While skimming updates posted to the social internet by far flung friends earlier this evening, I got sucked into reading a post recalling somebody’s formative years – and how many of their favourite memories were attached to Washington Square Park. I stopped in my tracks, opened a chat window, and asked the author directly:
“Is that THE Washington Square Park, in New York ?”
I then had to admit that my frame of reference doesn’t come from hanging out with adolescent friends, meeting for coffee, or forging life long coming-of-age memories. My Washington Square Park exists in books, movies, and stories about chess players that once sat at the tables in the corner of the park.
For many people who become interested in chess, Washington Square Park is kind of hallowed ground. In recent years the park has become synonymous with the late Bobby Fischer, through the movie “Searching for Bobby Fischer” (about the childhood of chess prodigy Josh Waitzkin), and latterly when various Grandmasters have visited to play the various hustlers before posting their exploits to YouTube. There are so many other characters though – mostly lost in history, but some burning brightly among the stories told in old books. Hustlers, tramps, and vagrants who lost everything to their obsession with the game, and vanished into a world of drugs, alcohol, and a whirlpool of mental illnesses.

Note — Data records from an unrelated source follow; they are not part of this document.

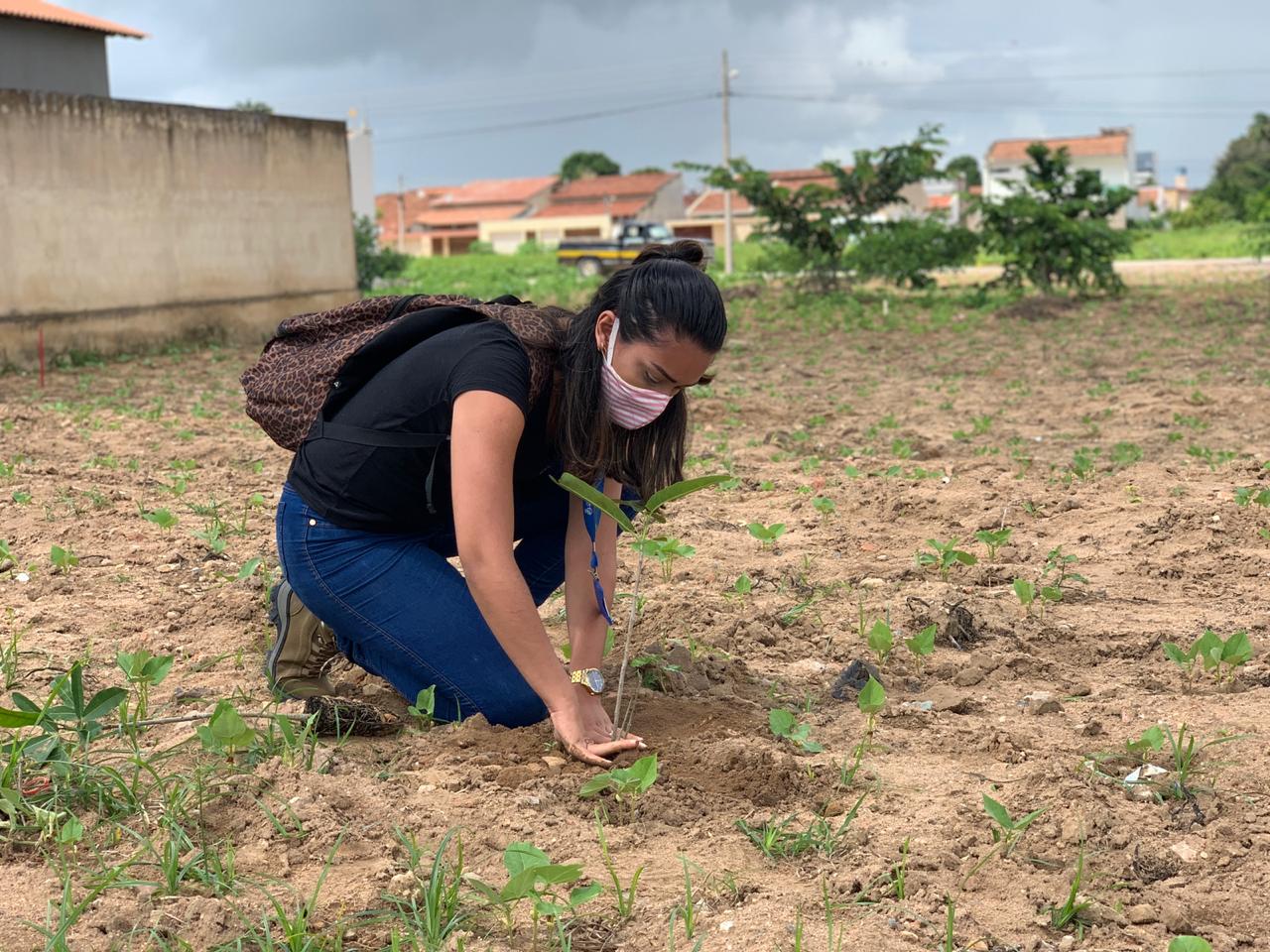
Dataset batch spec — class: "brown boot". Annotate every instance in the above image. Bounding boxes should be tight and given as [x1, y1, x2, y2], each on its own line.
[264, 579, 339, 698]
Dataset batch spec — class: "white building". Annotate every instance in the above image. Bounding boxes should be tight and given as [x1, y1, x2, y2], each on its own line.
[983, 128, 1137, 202]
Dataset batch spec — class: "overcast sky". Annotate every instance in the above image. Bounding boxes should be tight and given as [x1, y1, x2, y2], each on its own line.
[93, 0, 1270, 191]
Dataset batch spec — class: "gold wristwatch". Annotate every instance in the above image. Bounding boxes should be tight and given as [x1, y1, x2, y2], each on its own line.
[569, 667, 604, 694]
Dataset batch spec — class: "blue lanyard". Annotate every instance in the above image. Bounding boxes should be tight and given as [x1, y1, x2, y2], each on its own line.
[581, 476, 613, 625]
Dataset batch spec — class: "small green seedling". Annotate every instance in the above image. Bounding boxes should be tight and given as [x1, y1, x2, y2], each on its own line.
[974, 526, 1013, 562]
[464, 842, 603, 948]
[553, 472, 730, 740]
[195, 701, 255, 762]
[1169, 935, 1212, 952]
[869, 618, 895, 666]
[1015, 579, 1036, 617]
[407, 684, 437, 731]
[114, 648, 173, 726]
[917, 538, 979, 580]
[234, 556, 262, 581]
[767, 707, 825, 754]
[595, 808, 644, 921]
[49, 545, 78, 575]
[1049, 849, 1089, 942]
[983, 793, 1049, 857]
[137, 504, 181, 532]
[1234, 486, 1270, 509]
[577, 754, 657, 815]
[904, 625, 939, 663]
[1163, 629, 1252, 684]
[856, 674, 886, 738]
[631, 536, 698, 581]
[1124, 724, 1165, 763]
[747, 522, 785, 548]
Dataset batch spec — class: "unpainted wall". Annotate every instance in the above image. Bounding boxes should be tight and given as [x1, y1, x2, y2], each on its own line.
[0, 90, 357, 366]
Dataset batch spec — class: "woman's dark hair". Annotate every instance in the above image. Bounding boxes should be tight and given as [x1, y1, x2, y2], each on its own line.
[555, 240, 727, 508]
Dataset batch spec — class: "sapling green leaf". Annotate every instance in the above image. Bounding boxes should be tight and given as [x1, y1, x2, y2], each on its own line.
[577, 754, 657, 812]
[137, 505, 181, 532]
[974, 526, 1013, 562]
[917, 538, 979, 579]
[553, 472, 730, 740]
[747, 522, 785, 548]
[767, 707, 825, 754]
[49, 545, 78, 575]
[1169, 935, 1212, 952]
[1124, 724, 1165, 762]
[869, 618, 894, 666]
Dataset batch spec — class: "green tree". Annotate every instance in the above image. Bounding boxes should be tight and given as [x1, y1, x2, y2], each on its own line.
[845, 218, 979, 289]
[560, 153, 622, 181]
[944, 155, 983, 187]
[1204, 113, 1270, 221]
[696, 126, 959, 287]
[353, 214, 410, 292]
[979, 142, 1133, 295]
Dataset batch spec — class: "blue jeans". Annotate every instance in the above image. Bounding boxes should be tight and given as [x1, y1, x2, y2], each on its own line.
[277, 476, 576, 727]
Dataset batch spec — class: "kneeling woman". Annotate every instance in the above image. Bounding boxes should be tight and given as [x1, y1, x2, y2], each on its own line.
[268, 241, 726, 765]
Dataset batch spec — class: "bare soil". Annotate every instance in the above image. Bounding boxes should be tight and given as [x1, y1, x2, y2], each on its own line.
[0, 286, 1270, 952]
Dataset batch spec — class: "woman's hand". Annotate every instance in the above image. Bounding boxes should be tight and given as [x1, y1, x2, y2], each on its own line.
[577, 693, 648, 750]
[552, 698, 644, 767]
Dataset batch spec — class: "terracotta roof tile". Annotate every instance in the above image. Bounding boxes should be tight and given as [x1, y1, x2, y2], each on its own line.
[531, 195, 649, 218]
[431, 176, 558, 205]
[553, 172, 679, 202]
[988, 130, 1129, 163]
[0, 0, 146, 40]
[410, 202, 525, 228]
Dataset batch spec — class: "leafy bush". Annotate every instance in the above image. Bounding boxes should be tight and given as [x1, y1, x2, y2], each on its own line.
[845, 218, 979, 289]
[979, 142, 1133, 295]
[696, 126, 945, 287]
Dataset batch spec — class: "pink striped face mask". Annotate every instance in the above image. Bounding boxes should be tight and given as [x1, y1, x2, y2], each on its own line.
[599, 316, 671, 430]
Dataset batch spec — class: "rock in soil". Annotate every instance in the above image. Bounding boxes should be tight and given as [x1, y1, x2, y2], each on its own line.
[829, 658, 885, 701]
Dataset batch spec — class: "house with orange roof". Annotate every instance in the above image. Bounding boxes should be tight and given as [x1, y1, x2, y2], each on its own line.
[983, 127, 1137, 227]
[480, 172, 684, 254]
[375, 176, 559, 258]
[667, 168, 929, 248]
[0, 0, 146, 96]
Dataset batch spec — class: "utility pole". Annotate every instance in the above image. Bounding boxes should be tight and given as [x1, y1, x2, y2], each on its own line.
[398, 176, 405, 251]
[722, 50, 731, 274]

Thinking of Washington Square Park takes me back to a visit to Paris with my other half, several years before we had children. While wandering around the city we discovered the “Jardin de Luxembourg”, which also has a corner filled with chess players. The memory has never left me of an old man agonising over his next move against an old friend – rocking back and forth, clutching the top of his head with his hand.
I can’t remember the last time I played a half-serious game of chess. I have of course taught all of our children to play, and several friend’s children – but haven’t played competitively for many, many years. There was a time when I read books about the game, it’s history, and it’s historical characters. Truth be told, I always found the history more fascinating than the game itself – which perhaps explains why I never became that good. I guess being able to string a few moves together will forever remain something I can use to scare the life out of people who ever invite me to play them over a drink after dinner.